A publicação das extensões Vulkan Video, integradas à especificação Vulkan
1.3.238 no final de 2022, marcou o surgimento de uma nova padronização para o
processamento de vídeo. Desde então, novos recursos e codificadores foram
adicionados e, hoje, o que antes dependia da libva pode ser feito através do
Vulkan, desde que haja a devida implementação. Inicialmente, o suporte nos
drivers anv (Intel) e radv (AMD) era tratado como
experimental, exigindo variáveis de ambiente específicas para ativação. Esse
cenário mudou nos últimos anos. No lado da AMD, o recurso passou a ser
habilitado por padrão de forma escalonada através das gerações do VCN (Video
Core Next), o motor multimídia dedicado dos chips da marca: o Mesa 24.3 trouxe
o suporte para o VCN 4 (RDNA 3), o Mesa 25.0 expandiu para o VCN 2 e VCN 3
(RDNA 1 e RDNA 2), e o Mesa 25.2 cobriu o VCN 5 (RDNA 4). Chips anteriores aos
RDNA 1 não suportam Vulkan Video, mas há chance disso mudar no Mesa no futuro,
o que seria impressionante em termos de retrocompatibilidade. Do lado da
Intel, a decodificação está habilitada em todas as GPUs modernas, mas a
codificação foi limitada até a Gen 12.5, que engloba as GPUs integradas com
arquitetura Xe-LP dos processadores de 11ª a 14ª gerações (Rocket Lake, Alder
Lake, Raptor Lake e Raptor Lake Refresh). Tudo o que veio depois fica de fora,
incluindo as GPUs dedicadas Alchemist e Battlemage, além dos modelos com vídeo
integrado mais novos (Meteor Lake e Arrow Lake). A codificação nesses chips é
feita apenas através da libva. A Nvidia, por sua vez, também acompanha essa
evolução, já que os componentes do seu driver implementam as extensões Vulkan
Video desde a versão 535. Poucos aplicativos usam Vulkan Video no momento e os
poucos que o fazem tratam-no como experimental (como o Firefox 153).
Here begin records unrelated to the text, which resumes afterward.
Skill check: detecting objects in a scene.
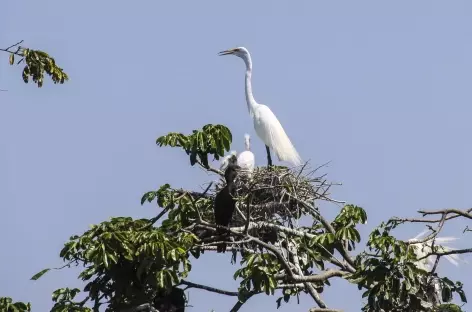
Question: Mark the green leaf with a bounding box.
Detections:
[31,269,51,281]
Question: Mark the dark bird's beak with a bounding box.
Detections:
[218,50,234,56]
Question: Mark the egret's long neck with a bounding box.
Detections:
[244,55,257,116]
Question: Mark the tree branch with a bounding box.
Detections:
[418,208,472,219]
[180,280,238,297]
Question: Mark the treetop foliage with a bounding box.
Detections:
[0,40,69,88]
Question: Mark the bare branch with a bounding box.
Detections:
[418,248,472,261]
[418,208,472,219]
[180,280,238,297]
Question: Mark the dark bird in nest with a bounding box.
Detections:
[214,155,241,252]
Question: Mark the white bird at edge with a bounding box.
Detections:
[408,230,461,271]
[238,133,255,175]
[219,47,302,166]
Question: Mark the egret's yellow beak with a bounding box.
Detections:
[218,49,234,56]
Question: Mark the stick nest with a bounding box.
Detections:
[211,166,340,227]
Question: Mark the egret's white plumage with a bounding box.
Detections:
[220,151,237,171]
[238,133,255,174]
[220,47,302,166]
[408,230,461,271]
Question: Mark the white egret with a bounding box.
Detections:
[408,230,461,306]
[219,47,302,166]
[408,230,461,271]
[238,133,255,174]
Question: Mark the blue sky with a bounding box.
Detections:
[0,0,472,312]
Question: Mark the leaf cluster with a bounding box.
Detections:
[0,297,31,312]
[156,124,233,168]
[349,223,466,312]
[32,217,195,311]
[9,46,69,88]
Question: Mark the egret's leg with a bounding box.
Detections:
[266,145,272,167]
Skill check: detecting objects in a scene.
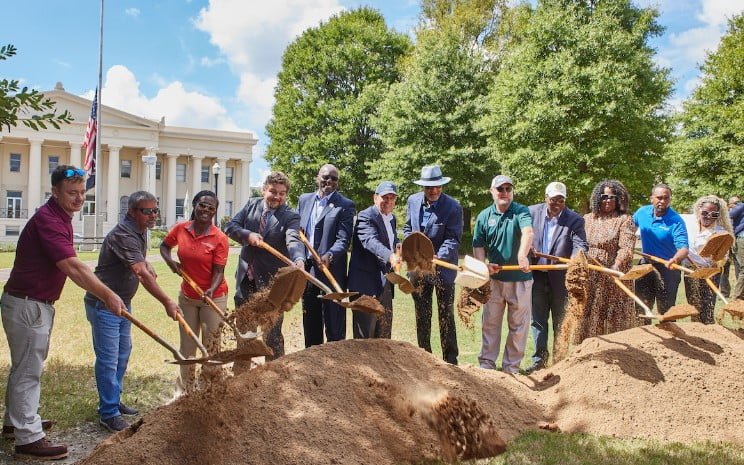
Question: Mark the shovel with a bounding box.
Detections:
[181,269,261,339]
[300,231,385,314]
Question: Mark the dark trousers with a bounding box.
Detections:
[352,282,393,339]
[636,260,682,315]
[302,281,346,347]
[235,277,284,363]
[411,275,459,365]
[532,271,567,367]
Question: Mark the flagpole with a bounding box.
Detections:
[93,0,104,242]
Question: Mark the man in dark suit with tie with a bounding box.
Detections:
[527,182,589,372]
[225,172,305,360]
[299,164,355,347]
[403,165,462,365]
[349,181,400,339]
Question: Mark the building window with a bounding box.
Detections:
[176,199,185,221]
[10,153,21,173]
[5,191,23,218]
[119,160,132,178]
[49,155,59,174]
[176,163,186,182]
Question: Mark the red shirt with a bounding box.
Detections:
[163,221,228,299]
[5,197,77,301]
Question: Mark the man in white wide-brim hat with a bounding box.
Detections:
[403,165,462,365]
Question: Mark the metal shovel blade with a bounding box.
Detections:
[401,231,434,271]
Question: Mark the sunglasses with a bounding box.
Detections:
[65,168,85,178]
[196,202,217,212]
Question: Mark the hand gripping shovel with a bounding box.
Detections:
[180,269,261,339]
[300,231,385,315]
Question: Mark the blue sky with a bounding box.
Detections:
[7,0,744,185]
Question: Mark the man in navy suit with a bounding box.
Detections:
[299,165,355,347]
[403,165,462,365]
[527,182,589,372]
[225,171,305,363]
[349,181,400,339]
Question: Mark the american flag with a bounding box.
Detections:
[83,88,98,190]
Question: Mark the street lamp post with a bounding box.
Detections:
[212,162,222,226]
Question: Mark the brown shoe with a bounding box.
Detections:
[3,420,54,440]
[15,438,67,460]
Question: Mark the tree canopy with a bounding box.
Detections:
[480,0,671,209]
[0,44,72,133]
[266,8,411,205]
[671,14,744,205]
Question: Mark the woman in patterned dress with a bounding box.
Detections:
[579,180,635,342]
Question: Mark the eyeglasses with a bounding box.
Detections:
[196,202,217,212]
[65,168,85,178]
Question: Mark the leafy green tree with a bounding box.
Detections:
[370,28,494,230]
[266,8,411,206]
[0,44,72,132]
[671,14,744,208]
[481,0,671,210]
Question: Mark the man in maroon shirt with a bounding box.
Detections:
[0,165,124,460]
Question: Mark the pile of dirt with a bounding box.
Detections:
[82,323,744,465]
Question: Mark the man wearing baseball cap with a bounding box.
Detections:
[527,181,589,373]
[403,165,462,365]
[473,174,532,374]
[349,181,400,339]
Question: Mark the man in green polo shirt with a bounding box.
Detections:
[473,175,533,374]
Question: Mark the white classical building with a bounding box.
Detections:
[0,83,257,242]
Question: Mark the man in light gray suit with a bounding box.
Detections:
[527,182,589,373]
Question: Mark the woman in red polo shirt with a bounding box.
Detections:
[160,191,228,392]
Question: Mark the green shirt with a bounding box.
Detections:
[473,202,532,282]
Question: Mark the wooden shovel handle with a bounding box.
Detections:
[258,237,332,294]
[121,311,186,360]
[300,231,344,292]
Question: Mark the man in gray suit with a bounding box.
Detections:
[527,182,589,372]
[225,171,305,360]
[299,164,355,347]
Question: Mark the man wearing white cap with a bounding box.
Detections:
[403,165,462,365]
[527,181,589,373]
[473,175,532,374]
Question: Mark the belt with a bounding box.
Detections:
[5,291,54,305]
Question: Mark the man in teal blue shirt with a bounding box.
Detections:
[473,175,533,374]
[633,184,688,315]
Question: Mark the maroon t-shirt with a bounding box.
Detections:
[5,197,76,300]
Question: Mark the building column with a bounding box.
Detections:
[160,153,178,229]
[26,139,44,211]
[68,142,83,168]
[106,144,121,224]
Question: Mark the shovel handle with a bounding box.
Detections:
[300,231,344,292]
[258,241,333,294]
[121,311,186,360]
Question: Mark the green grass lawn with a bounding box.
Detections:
[0,253,744,465]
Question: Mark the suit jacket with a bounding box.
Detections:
[349,205,399,296]
[403,192,462,284]
[529,203,589,291]
[225,197,305,293]
[298,191,356,288]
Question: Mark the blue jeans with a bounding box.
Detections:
[83,299,132,420]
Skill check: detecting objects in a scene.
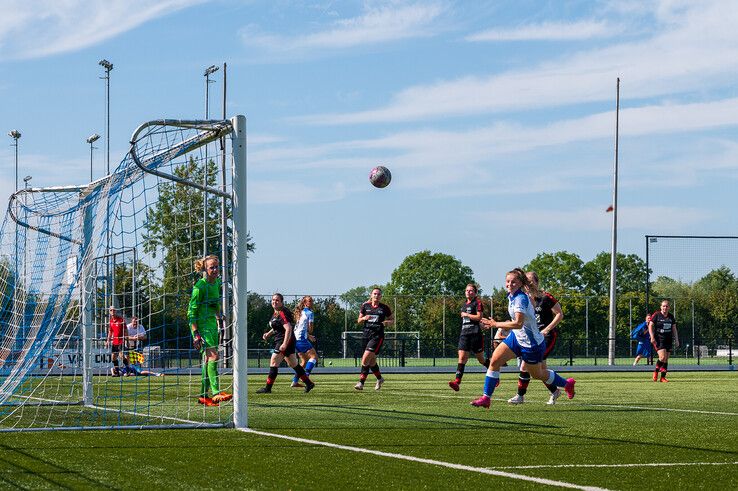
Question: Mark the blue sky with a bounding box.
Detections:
[0,0,738,295]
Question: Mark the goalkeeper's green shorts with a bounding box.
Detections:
[191,320,218,349]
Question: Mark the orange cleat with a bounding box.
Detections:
[469,396,492,409]
[212,391,233,404]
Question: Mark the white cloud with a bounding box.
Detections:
[475,206,711,233]
[295,2,738,125]
[248,179,346,205]
[465,20,623,41]
[241,2,444,54]
[0,0,206,60]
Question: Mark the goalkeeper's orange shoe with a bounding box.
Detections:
[213,392,233,404]
[197,397,218,406]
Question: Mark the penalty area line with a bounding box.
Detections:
[239,428,607,491]
[582,404,738,416]
[492,462,738,469]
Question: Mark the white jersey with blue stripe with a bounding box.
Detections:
[507,290,545,348]
[295,307,313,341]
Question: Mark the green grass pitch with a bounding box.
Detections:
[0,372,738,490]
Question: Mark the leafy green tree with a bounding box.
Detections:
[387,251,474,296]
[385,251,475,337]
[581,252,646,295]
[339,286,374,311]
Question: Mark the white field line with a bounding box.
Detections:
[492,462,738,469]
[14,396,213,425]
[239,428,606,491]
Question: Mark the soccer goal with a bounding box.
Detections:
[0,116,247,431]
[341,331,420,358]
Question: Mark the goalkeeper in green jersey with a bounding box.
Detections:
[187,256,233,406]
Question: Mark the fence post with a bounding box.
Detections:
[628,298,633,358]
[440,295,446,358]
[584,297,589,358]
[728,338,733,367]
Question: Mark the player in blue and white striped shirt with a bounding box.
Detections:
[292,295,318,387]
[471,268,576,408]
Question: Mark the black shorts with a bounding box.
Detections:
[272,336,295,358]
[543,329,559,360]
[459,331,484,355]
[364,330,384,355]
[653,333,674,353]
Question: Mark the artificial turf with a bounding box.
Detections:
[0,372,738,490]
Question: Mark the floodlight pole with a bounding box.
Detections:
[607,77,620,365]
[21,176,33,298]
[8,130,21,326]
[202,65,220,257]
[87,133,100,182]
[98,60,113,176]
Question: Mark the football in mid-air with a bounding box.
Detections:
[369,165,392,188]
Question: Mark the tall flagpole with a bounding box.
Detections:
[607,77,620,365]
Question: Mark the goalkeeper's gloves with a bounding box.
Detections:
[192,331,203,351]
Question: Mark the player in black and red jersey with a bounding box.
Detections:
[507,271,564,405]
[256,293,315,394]
[648,300,679,382]
[354,288,395,390]
[448,283,489,392]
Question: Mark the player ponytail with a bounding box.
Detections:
[507,268,531,290]
[294,295,313,322]
[195,255,218,273]
[525,271,541,298]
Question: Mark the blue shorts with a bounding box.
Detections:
[503,332,546,365]
[295,339,313,353]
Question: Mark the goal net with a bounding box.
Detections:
[0,116,246,431]
[646,235,738,358]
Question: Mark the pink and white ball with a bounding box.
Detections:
[369,165,392,188]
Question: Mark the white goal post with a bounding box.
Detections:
[0,116,248,432]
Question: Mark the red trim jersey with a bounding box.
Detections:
[269,309,295,344]
[110,315,126,346]
[533,292,559,331]
[359,302,392,335]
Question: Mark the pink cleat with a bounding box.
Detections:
[469,396,492,409]
[564,378,577,399]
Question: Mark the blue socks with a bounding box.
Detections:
[546,370,566,387]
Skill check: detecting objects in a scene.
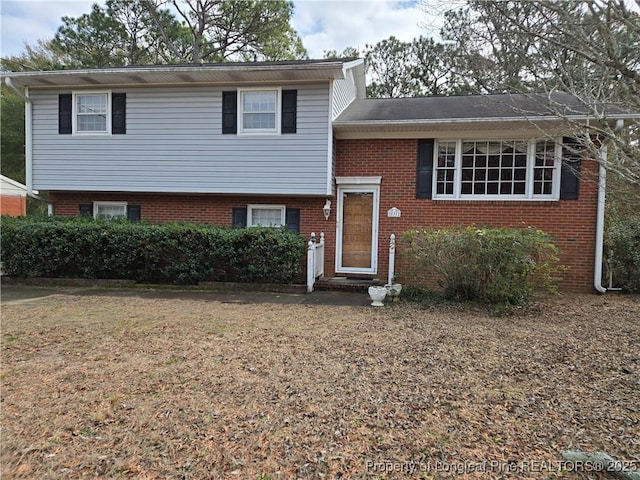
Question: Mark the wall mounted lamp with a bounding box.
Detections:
[322,199,331,220]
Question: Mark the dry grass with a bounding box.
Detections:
[1,295,640,479]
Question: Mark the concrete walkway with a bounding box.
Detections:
[0,284,371,306]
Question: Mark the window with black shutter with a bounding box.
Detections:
[416,139,434,198]
[560,137,582,200]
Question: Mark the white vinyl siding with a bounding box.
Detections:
[433,140,562,200]
[331,69,358,120]
[30,82,330,195]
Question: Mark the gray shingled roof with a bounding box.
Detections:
[334,93,628,125]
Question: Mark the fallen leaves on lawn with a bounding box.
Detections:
[0,295,640,480]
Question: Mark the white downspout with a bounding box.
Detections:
[593,119,624,293]
[593,145,607,293]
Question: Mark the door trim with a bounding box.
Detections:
[335,177,382,274]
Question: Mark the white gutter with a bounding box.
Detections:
[333,114,638,128]
[593,145,607,293]
[4,77,34,200]
[593,119,624,293]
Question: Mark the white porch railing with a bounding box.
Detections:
[307,232,324,293]
[387,233,396,285]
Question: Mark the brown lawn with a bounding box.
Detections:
[0,295,640,480]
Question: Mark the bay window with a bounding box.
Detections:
[433,140,562,200]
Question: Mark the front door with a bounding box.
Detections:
[336,182,378,273]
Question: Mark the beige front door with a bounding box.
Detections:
[341,192,373,269]
[336,177,381,274]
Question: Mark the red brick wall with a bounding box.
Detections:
[0,195,27,217]
[336,140,598,291]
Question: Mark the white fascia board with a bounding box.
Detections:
[333,113,640,128]
[2,62,344,88]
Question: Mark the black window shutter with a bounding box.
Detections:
[285,208,300,233]
[280,90,298,133]
[127,205,141,222]
[58,93,73,135]
[222,91,238,134]
[233,207,247,228]
[416,139,434,198]
[560,137,582,200]
[111,93,127,135]
[78,203,93,217]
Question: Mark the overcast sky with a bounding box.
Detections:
[0,0,444,62]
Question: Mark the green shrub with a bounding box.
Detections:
[609,217,640,292]
[1,217,305,284]
[403,227,561,305]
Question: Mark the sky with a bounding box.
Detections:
[0,0,444,58]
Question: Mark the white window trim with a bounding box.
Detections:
[432,138,562,202]
[93,202,129,218]
[237,87,282,136]
[71,90,111,136]
[247,204,287,228]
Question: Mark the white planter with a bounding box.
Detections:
[384,283,402,302]
[369,287,387,307]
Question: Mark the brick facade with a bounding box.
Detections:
[50,139,598,291]
[336,139,598,291]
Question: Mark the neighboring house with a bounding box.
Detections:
[5,59,636,291]
[0,175,27,217]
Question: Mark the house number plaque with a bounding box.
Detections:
[387,207,402,218]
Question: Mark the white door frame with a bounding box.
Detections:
[335,177,382,274]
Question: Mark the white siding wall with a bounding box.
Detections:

Uma observação relevante é que GPUs antigas suportam, descontando as inutilidades do MPEG-2 e VC-1, apenas o ancião H.264. Embora o YouTube esteja aposentando-o em favor de codificadores mais modernos, ele ainda é muito utilizado na internet para compatibilidade universal, e ter seu suporte via hardware alivia a CPU. Para uma melhor experiência de navegação, no entanto, é útil ter decodificação de pelo menos VP9 na GPU e, se possível, AV1 também. O VP9 é suportado desde a arquitetura Nvidia Pascal (garantido em Turing+), AMD GCN 5 (porém apenas nas APUs Raven Ridge; nas GPUs discretas, a partir da RDNA 1) e Intel a partir da Gen 9.5 (CPUs de 7ª Geração — Kaby Lake). O AV1 é suportado desde a Nvidia Ampere, AMD RDNA 2 e Intel Gen 12 (CPUs de 11ª Geração — Rocket Lake).